# Exercise 2: Query Expansion and Indexing

The following code is modified from Exercise 1. It is used to construct the vocabulary and vectorize the documents and query.

In [1]:

from nltk.stem import PorterStemmer, WordNetLemmatizer
import nltk
from sklearn.feature_extraction.text import CountVectorizer, TfidfVectorizer
from sklearn.metrics.pairwise import linear_kernel
import string
from nltk.corpus import stopwords
import math
from collections import Counter
nltk.download('stopwords')
import numpy as np

stemmer = PorterStemmer()

# Tokenize, stem a document
def tokenize(text):
    text = "".join([ch for ch in text if ch not in string.punctuation])
    tokens = nltk.word_tokenize(text)
    return " ".join([stemmer.stem(word.lower()) for word in tokens])

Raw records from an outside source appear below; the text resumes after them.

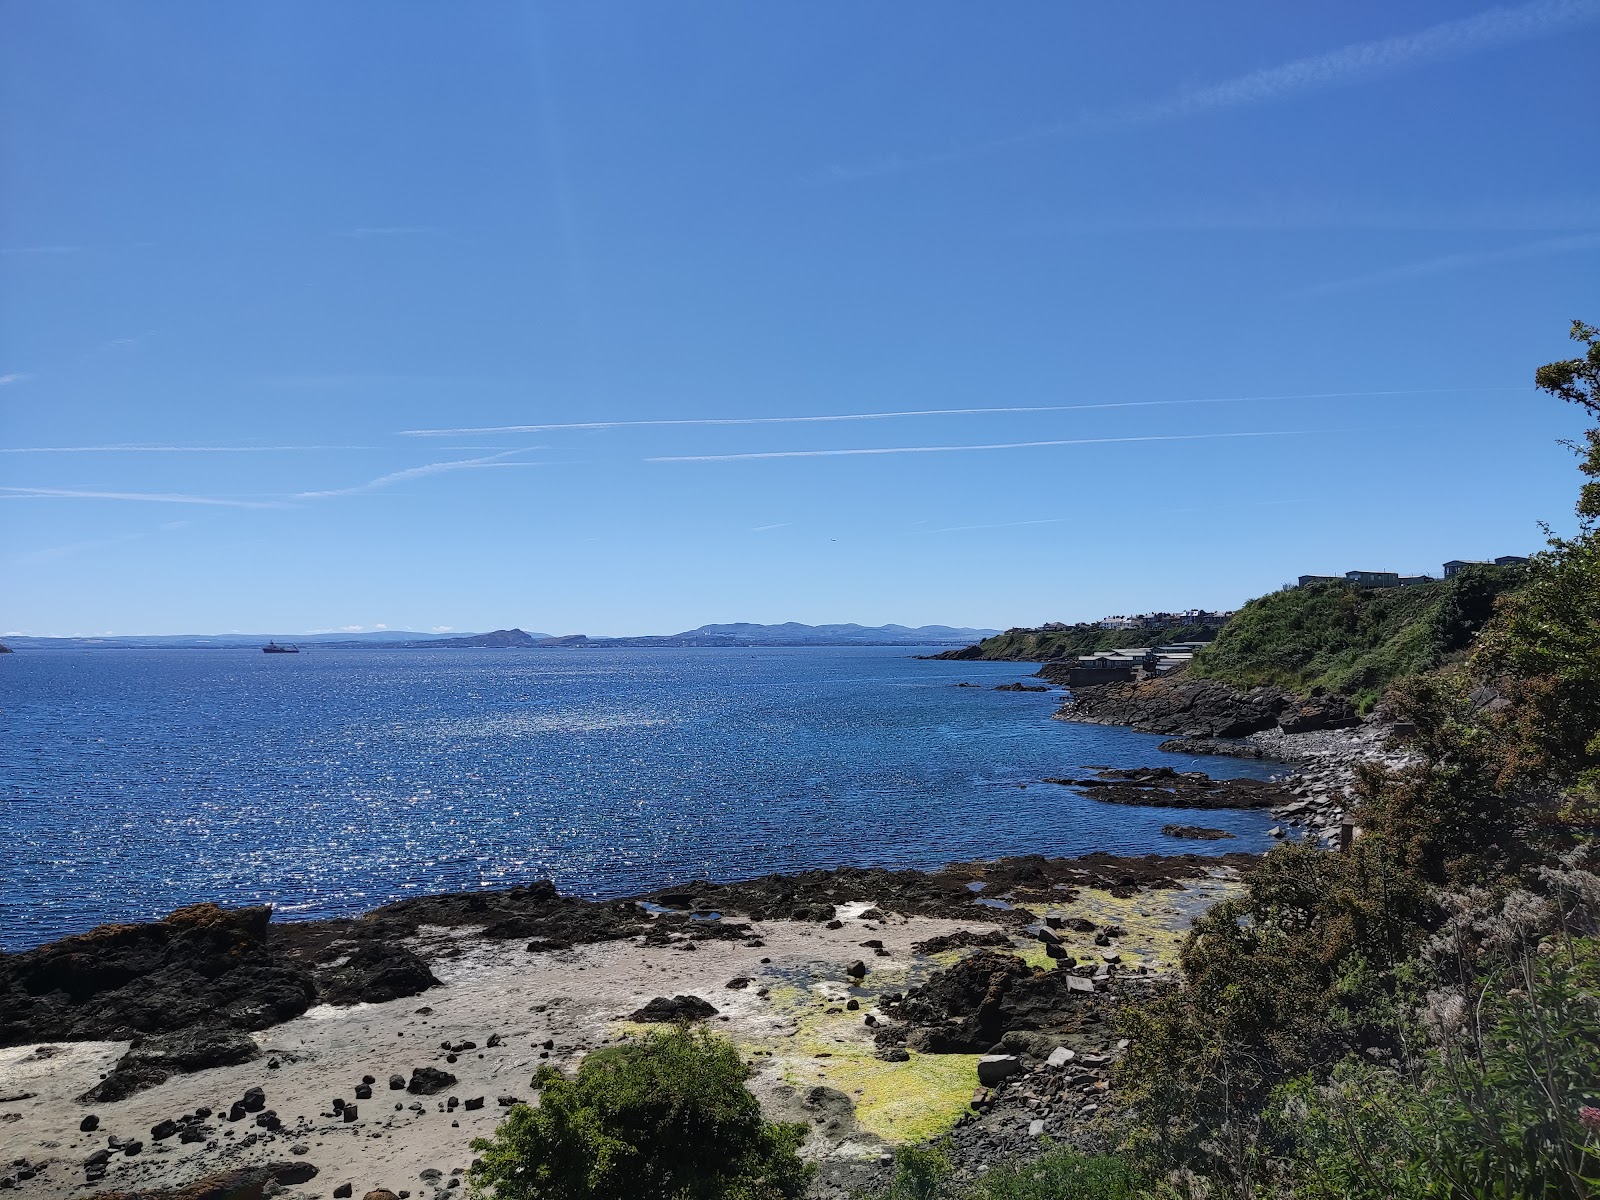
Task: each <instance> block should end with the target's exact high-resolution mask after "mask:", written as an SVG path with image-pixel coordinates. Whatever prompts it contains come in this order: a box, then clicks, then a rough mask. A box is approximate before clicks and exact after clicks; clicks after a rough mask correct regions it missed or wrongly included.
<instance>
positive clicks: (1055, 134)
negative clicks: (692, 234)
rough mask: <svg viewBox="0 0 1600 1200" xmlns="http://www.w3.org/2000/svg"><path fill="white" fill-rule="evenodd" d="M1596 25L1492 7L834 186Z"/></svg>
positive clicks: (1262, 98)
mask: <svg viewBox="0 0 1600 1200" xmlns="http://www.w3.org/2000/svg"><path fill="white" fill-rule="evenodd" d="M1595 19H1600V0H1534V3H1526V5H1517V6H1514V8H1490V10H1486V11H1483V13H1478V14H1475V16H1469V18H1461V19H1458V21H1443V22H1440V24H1437V26H1429V27H1427V29H1422V30H1419V32H1416V34H1402V35H1398V37H1386V38H1379V40H1376V42H1357V43H1352V45H1347V46H1341V48H1339V50H1333V51H1328V53H1325V54H1312V56H1309V58H1299V59H1293V61H1290V62H1285V64H1282V66H1277V67H1267V69H1264V70H1253V72H1250V74H1246V75H1238V77H1235V78H1230V80H1224V82H1221V83H1213V85H1210V86H1203V88H1192V90H1189V91H1181V93H1178V94H1174V96H1170V98H1166V99H1160V101H1152V102H1147V104H1134V106H1130V107H1125V109H1115V110H1112V112H1102V114H1090V115H1085V117H1078V118H1075V120H1070V122H1064V123H1056V125H1045V126H1040V128H1035V130H1029V131H1024V133H1016V134H1010V136H1005V138H994V139H990V141H986V142H974V144H968V146H958V147H952V149H949V150H942V152H938V154H926V155H914V157H890V158H885V160H882V162H878V163H869V165H862V166H830V168H829V171H827V176H829V178H832V179H866V178H872V176H878V174H894V173H899V171H910V170H918V168H923V166H938V165H941V163H950V162H958V160H962V158H971V157H974V155H981V154H990V152H995V150H1003V149H1008V147H1013V146H1026V144H1030V142H1038V141H1050V139H1059V138H1082V136H1093V134H1098V133H1107V131H1112V130H1120V128H1128V126H1136V125H1152V123H1158V122H1170V120H1182V118H1187V117H1198V115H1205V114H1211V112H1226V110H1230V109H1245V107H1253V106H1258V104H1270V102H1275V101H1280V99H1290V98H1293V96H1301V94H1309V93H1315V91H1326V90H1330V88H1342V86H1352V85H1357V83H1368V82H1371V80H1378V78H1384V77H1387V75H1395V74H1398V72H1402V70H1406V69H1410V67H1421V66H1427V64H1432V62H1448V61H1451V59H1458V58H1466V56H1469V54H1475V53H1480V51H1486V50H1498V48H1501V46H1509V45H1515V43H1518V42H1528V40H1533V38H1539V37H1549V35H1552V34H1560V32H1565V30H1570V29H1576V27H1579V26H1586V24H1589V22H1592V21H1595Z"/></svg>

# Read a list of documents from a file. Each line in a file is a document
with open("epfldocs.txt") as f:
# with open("epfldocs.txt") as f:
    content = f.readlines()
original_documents = [x.strip() for x in content] 
documents = [tokenize(d).split() for d in original_documents]

# create the vocabulary
vocabulary = set([item for sublist in documents for item in sublist])
vocabulary = [word for word in vocabulary if word not in stopwords.words('english')]
vocabulary.sort()

# compute IDF, storing idf values in a dictionary
def idf_values(vocabulary, documents):
    idf = {}
    num_documents = len(documents)
    for i, term in enumerate(vocabulary):
        idf[term] = math.log(num_documents/sum(term in document for document in documents), math.e)
    return idf

# Function to generate the vector for a document (with normalisation)
def vectorize(document, vocabulary, idf):
    vector = [0]*len(vocabulary)
    counts = Counter(document)
    max_count = counts.most_common(1)[0][1]
    for i,term in enumerate(vocabulary):
        vector[i] = idf[term] * counts[term]/max_count
    return vector

# Function to compute cosine similarity
def cosine_similarity(v1,v2):
    sumxx, sumxy, sumyy = 0, 0, 0
    for i in range(len(v1)):
        x = v1[i]; y = v2[i]
        sumxx += x*x
        sumyy += y*y
        sumxy += x*y
    if sumxy == 0:
            result = 0
    else:
            result = sumxy/math.sqrt(sumxx*sumyy)
    return result

def vectorize_query(query, vocabulary, idf):
    q = query.split()
    q = [stemmer.stem(w) for w in q]
    query_vector = vectorize(q, vocabulary, idf)
    return query_vector
    
def search_vec(query, k):
    query_vector = vectorize_query(query, vocabulary, idf)
    scores = [[cosine_similarity(query_vector, document_vectors[d]), d] for d in range(len(documents))]
    scores.sort(key=lambda x: -x[0])
    ans = []
    indices = []
    for i in range(k):
        ans.append(original_documents[scores[i][1]])
        indices.append(scores[i][1])
    return ans, indices, query_vector

# Compute IDF values and vectors
idf = idf_values(vocabulary, documents)
document_vectors = [vectorize(s, vocabulary, idf) for s in documents]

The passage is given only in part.